Beat in 16 oz cold sour cream until smooth (1 min on high). Add lime zest and juice and beat to combine (1 minute on high). Refrigerate frosting if not using right away.
How to Make Key Lime Cake Syrup:
In a measuring cup, combine 1/4 cup fresh lime juice, 3/4 cup warm water and 3 Tbsp sugar. Stir to dissolve the sugar and set aside.
How to Assemble Key Lime Cake:
Slice cake layers in half with a serrated knife. Place the first layer, cut-side-up on a cake platter. Brush with 1/4 of the lime syrup. Top with a generous amount of cream. Repeat with remaining cake layers then cover the entire cake with remaining cream.

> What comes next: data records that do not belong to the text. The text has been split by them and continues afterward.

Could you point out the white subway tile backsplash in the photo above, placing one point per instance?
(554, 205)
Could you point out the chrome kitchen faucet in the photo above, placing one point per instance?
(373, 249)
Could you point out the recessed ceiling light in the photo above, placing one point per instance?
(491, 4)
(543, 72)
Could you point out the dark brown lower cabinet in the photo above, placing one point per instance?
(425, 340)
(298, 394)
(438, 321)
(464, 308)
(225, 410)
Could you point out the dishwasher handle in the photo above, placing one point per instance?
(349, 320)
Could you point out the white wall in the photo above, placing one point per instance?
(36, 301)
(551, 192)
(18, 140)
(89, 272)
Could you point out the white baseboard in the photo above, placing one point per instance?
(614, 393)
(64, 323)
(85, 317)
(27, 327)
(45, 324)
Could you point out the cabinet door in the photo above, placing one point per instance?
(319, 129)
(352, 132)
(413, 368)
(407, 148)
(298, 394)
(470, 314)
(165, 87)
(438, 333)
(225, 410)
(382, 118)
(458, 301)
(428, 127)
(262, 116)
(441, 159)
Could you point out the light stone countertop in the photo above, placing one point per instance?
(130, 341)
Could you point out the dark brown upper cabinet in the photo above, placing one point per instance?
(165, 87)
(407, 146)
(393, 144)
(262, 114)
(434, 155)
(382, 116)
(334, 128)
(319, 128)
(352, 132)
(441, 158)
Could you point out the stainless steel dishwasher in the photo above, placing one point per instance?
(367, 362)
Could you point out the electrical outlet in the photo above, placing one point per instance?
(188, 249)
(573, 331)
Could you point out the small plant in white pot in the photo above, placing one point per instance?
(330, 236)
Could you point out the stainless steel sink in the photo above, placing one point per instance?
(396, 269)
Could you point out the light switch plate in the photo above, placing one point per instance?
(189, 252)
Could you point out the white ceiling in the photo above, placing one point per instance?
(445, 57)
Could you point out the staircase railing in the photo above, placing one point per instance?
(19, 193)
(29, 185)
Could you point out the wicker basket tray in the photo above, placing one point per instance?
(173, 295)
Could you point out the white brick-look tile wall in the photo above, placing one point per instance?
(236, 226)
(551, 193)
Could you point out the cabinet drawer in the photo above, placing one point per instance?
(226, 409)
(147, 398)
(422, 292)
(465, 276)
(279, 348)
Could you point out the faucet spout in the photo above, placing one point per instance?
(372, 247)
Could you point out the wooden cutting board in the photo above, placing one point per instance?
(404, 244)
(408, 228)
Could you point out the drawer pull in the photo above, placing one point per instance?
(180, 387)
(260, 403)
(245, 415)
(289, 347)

Cover the entire cake generously with toasted and cooled coconut flakes, using your hands to scoop coconut onto the sides, pressing gently to adhere. The coconut flakes are crispiest if served right away but it is easier to slice the cake once it's had a chance to set in the refrigerator for about 2 hours.
Cake can be covered and refrigerated up to a week. I've also frozen portions of it then thawed with great results - I loved it still partially frozen.